Rs 6,615.45 crore a month. If inflows touch that level, the Sensex will be up there in the clouds.

Nobody thinks that is likely, but then nobody wants to say it’s all over, too. “The next two months are crucial,” says Kumar Nair, managing director of Transwarranty Finance, a Mumbai-based investment bank. Investors are on the back foot and they are closely watching the index of industrial production, which saw 9.8% growth in April-May this year compared with 9.5% last year.

The RBI’s credit policy review meeting on July 25, which is widely expected to raise interest rates by a quarter percentage point, is also being closely watched for signals.

While rising interest rates are bearish for stocks in general, any major drop in market valuations could attract foreign funds, says Nair. On the valuations front, the price-to-earnings ratio of the Sensex has fallen from 22.95 on May 10, 2006, to 17.94 as on July 21, 2006. Since India Inc is projected to report an average profit growth of 15-20%, this ratio could drop further in the months ahead.
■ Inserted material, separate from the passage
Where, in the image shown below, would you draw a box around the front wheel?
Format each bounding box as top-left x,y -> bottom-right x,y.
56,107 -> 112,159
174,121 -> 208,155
But valuation-driven buying can come only later, once there is clarity on the direction of oil prices, inflation and interest rates, says Sonthalia of Motilal Oswal.

In 2006, FIIs were net buyers of equity worth Rs 3,678 crore in January. They pressed the pedal in February as well, mopping up shares worth a net Rs 7,588 crore. However by April, they started showing signs of fatigue, and turned net sellers for the first time in May. They have only invested Rs 10,796.70 crore in 2006 till date.